Abstract

The construction of functional three-dimensional covalent organic frameworks (3D COFs) for gas separation, specifically for the efficient removal of ethane (C₂H₆) from ethylene (C₂H₄), is significant but challenging due to their similar physicochemical properties. In this study, we demonstrate fine-tuning the pore environment of ultramicroporous 3D COFs to achieve efficient one-step C₂H₄ purification. By choosing our previously reported 3D-TPB-COF-H as a reference material, we rationally design and synthesize an isostructural 3D COF (3D-TPP-COF) containing pyridine units. Impressively, compared with 3D-TPB-COF-H, 3D-TPP-COF exhibits both high C₂H₆ adsorption capacity (110.4 cm³ g⁻¹ at 293 K and 1 bar) and good C₂H₆/C₂H₄ selectivity (1.8), due to the formation of additional C-H···N interactions between pyridine groups and C₂H₆. To our knowledge, this performance surpasses all other reported COFs and is even comparable to some benchmark porous materials. In addition, dynamic breakthrough experiments reveal that 3D-TPP-COF can be used as a robust absorbent to produce high-purity C₂H₄ directly from a C₂H₆/C₂H₄ mixture. This study provides important guidance for the rational design of 3D COFs for efficient gas separation.

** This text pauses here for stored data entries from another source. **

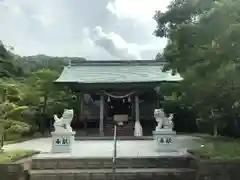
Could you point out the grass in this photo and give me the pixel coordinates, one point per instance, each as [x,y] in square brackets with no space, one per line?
[220,148]
[9,156]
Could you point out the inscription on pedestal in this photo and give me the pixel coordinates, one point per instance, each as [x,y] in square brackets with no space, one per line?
[164,140]
[62,141]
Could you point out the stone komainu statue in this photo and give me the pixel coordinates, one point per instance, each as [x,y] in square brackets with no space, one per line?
[163,121]
[63,123]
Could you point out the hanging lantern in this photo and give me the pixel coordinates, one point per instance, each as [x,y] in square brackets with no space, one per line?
[129,99]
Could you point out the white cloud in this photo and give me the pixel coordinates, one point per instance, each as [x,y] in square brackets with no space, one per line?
[61,27]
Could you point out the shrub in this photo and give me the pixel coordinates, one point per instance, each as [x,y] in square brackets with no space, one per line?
[14,129]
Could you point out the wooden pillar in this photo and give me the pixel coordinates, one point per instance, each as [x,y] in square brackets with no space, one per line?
[137,108]
[101,133]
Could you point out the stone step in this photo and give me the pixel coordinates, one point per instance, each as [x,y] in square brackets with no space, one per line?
[105,163]
[120,174]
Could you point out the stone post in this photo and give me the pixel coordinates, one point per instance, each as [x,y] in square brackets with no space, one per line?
[101,133]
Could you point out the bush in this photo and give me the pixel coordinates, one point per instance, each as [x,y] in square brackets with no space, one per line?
[14,129]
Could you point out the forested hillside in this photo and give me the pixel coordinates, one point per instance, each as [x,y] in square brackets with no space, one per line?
[203,46]
[28,97]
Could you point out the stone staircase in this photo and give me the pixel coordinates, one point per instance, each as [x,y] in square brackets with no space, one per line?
[125,130]
[138,168]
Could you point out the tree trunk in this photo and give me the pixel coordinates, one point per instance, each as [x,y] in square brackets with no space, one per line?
[44,104]
[215,129]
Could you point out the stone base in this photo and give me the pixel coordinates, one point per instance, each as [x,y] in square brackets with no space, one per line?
[165,140]
[62,142]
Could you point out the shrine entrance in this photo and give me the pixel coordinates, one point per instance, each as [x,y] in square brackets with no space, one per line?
[116,88]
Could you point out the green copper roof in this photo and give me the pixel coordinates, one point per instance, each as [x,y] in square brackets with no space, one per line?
[116,72]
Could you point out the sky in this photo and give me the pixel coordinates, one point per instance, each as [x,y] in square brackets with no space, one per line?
[94,29]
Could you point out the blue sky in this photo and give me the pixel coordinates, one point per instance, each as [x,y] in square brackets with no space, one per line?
[66,28]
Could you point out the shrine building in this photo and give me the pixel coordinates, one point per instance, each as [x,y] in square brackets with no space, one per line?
[115,89]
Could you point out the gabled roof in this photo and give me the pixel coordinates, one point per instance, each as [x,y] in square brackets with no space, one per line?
[89,72]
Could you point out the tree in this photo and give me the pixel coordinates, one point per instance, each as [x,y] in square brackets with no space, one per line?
[206,57]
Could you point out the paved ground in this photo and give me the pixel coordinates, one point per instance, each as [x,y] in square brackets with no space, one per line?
[102,148]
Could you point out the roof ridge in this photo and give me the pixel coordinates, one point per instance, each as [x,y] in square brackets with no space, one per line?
[117,63]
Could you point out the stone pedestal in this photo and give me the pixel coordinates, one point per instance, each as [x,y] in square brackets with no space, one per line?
[165,140]
[62,142]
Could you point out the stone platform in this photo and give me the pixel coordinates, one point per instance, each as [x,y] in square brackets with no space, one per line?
[165,166]
[92,160]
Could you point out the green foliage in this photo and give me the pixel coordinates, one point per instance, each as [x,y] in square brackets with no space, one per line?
[28,96]
[206,57]
[14,129]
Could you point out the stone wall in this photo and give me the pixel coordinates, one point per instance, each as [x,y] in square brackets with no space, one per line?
[219,169]
[13,172]
[208,170]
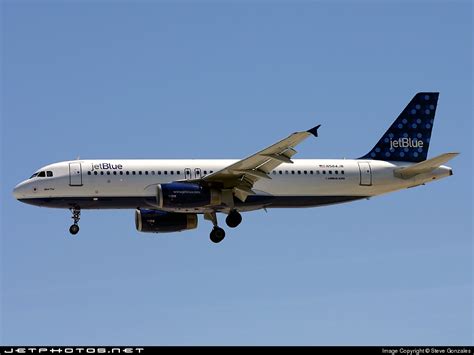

The construction of three-dimensional covalent organic frameworks for gas separation is challenging due to the similar physicochemical properties of the gas mixture. Here, the authors report functional three-dimensional covalent organic frameworks by fine-tunning the pore environment with pyridine units to achieve effective separation of ethane from ethylene.